Ирина Путяева. Монолог паяца





Как известно, в ранних своих работах К. Маркс не ограничивал сущность человека совокупностью общественных отношений. В человеке он различал «естественное» первоначало и его социальную надстройку. Социальное в человеке не более, чем внешняя инфраструктура его глубинной антропной, родовой сущности. Социальный субъект — всего лишь объект социальной детерминации, а потому не может идентифицироваться в качестве человека — носителя родовых сущностных сил. Социальное Я — совокупность индивидуализации социальных положений и функций, благоприобретаемых за пределами собственно человеческих и естественных связей и отношений. В «Критике гегелевской философии права» К. Маркс пишет: «Так как рождение дает человеку лишь индивидуальное бытие и прежде всего дает ему жизнь лишь как природному индивиду, государственные же определения, как законодательная власть и т.д., являются социальными продуктами, детищами общества, а не порождениями природного индивида, — то непосредственное тождество, неопосредованное совпадение между рождением индивида и индивидом в качестве индивидуализации определенного социального положения, определенной социальной функции и т.д., представляется чем-то поразительным, чудом. В этой системе природа непосредственно производит королей, непосредственно производит пэров и т.д., подобно тому как она производит глаза и носы. Поразительным образом эта система выдает за непосредственный продукт физического рода то, что является лишь продуктом рода, обладающего самосознанием. Я являюсь человеком в силу своего рождения, пэром же или королем от рождения я являюсь в силу общественного признания» (110, 1, 342). К. Маркс подчеркивал при этом, что человек может быть свободным лишь за пределами общества, В.И. Ленин же утверждал: нельзя жить в обществе и быть свободным от него, именно социальная зависимость делает человека человеком.
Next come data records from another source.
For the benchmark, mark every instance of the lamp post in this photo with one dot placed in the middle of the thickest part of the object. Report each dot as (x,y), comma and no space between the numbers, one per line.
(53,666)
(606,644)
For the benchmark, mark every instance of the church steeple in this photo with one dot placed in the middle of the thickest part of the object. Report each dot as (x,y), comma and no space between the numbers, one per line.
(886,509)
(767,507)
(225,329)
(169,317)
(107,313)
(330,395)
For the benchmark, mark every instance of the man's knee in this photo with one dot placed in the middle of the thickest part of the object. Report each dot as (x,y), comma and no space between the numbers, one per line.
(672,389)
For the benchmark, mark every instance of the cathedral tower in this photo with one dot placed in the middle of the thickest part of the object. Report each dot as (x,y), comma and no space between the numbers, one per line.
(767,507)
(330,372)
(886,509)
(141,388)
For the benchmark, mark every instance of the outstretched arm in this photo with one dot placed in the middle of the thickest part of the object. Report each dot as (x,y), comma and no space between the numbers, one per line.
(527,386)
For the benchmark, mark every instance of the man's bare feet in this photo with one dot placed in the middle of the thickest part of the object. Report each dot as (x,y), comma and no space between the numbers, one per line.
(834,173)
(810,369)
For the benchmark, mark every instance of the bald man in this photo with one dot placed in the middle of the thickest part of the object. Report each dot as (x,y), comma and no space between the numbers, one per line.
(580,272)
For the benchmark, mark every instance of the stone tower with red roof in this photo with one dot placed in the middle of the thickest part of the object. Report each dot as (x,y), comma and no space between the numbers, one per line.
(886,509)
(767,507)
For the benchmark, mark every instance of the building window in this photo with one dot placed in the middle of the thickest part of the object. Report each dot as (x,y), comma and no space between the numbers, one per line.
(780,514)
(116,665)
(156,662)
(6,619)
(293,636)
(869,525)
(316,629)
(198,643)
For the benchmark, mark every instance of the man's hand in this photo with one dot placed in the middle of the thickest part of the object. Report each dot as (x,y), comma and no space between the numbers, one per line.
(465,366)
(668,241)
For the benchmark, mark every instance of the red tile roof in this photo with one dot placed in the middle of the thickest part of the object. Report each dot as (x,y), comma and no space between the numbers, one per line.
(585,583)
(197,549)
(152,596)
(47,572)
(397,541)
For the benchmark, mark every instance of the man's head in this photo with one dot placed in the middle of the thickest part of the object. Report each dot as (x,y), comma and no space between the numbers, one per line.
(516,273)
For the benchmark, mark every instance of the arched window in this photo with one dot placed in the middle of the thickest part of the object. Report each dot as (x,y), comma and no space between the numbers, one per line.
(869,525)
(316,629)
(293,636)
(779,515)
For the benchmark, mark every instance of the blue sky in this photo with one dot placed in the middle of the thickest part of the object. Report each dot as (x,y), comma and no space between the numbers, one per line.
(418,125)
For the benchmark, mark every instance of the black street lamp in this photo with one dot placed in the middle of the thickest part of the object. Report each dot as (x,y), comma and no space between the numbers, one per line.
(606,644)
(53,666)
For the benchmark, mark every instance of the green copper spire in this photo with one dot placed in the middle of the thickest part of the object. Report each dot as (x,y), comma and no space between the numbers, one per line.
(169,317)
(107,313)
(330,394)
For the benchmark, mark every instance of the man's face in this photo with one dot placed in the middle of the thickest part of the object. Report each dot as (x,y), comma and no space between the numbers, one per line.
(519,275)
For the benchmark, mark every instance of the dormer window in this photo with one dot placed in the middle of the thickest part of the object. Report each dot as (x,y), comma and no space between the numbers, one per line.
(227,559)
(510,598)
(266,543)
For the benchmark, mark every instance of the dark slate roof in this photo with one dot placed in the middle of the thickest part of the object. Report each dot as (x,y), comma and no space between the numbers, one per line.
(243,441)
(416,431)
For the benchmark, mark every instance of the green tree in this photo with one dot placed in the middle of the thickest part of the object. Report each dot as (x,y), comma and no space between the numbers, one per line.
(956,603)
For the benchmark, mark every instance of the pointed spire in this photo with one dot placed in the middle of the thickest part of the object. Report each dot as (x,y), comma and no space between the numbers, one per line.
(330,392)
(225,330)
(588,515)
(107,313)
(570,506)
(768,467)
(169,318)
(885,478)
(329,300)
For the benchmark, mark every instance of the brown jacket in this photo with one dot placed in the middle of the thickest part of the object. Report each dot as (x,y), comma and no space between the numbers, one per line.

С выделением из человеческого универсума и обособлением от него в качестве особой целостности социального универсума складывается в относительно самостоятельную семантическую подсистему некоторая совокупность нормативов в качестве явных, «проявленных» под воздействием энтропийных процессов «эвалюативных норм». Распаковывание нормативной формы семантического континуума осуществляется уже в целях развития не целостности Рода, а целостности Социума.

Тотальность социетальных форм морали обусловлена тотальностью социальной формы бытия, в которой человек укоренен в качестве нецелостного, частичного субъекта. Будучи разукорененным в родовом универсуме и укорененном в универсуме социальном, частичный субъект стремится всей своей совокупностью личностных диспозиций реализоваться в Социуме как тотальной системе общественных отношений, и к этому его «подводят» социально-нравственные основоположения — нормативы парадигм долга и блага. Человек может тотально реализоваться в социально-ролевом репертуаре лишь при условии, если под воздействием интенсивной «социальной технологии» превратится в тотальное социальное существо.

Богатство социальных качеств человеческой личности производно от богатства ее ролевого репертуара. В тотальности социальных качеств личности в снятом виде присутствует тотальность социальных функций, из которых состоит Социум, ибо «различные общественные функции суть сменяющие друг друга способы жизнедеятельности» (110, 20, 307).

Распаковывание нормативной формы семантического континуума осуществляется в целях обретения социальным универсумом своего наивысшего уровня целостности и тотальности. Этот вид распаковывания значений вряд ли можно назвать трансцендированием и актуализацией, так как ведет к наращиванию целостности социума за счет бесконечного дробления целостности субъекта. Этот тип распаковывания семантического континуума целесообразнее всего обозначить термином социализация.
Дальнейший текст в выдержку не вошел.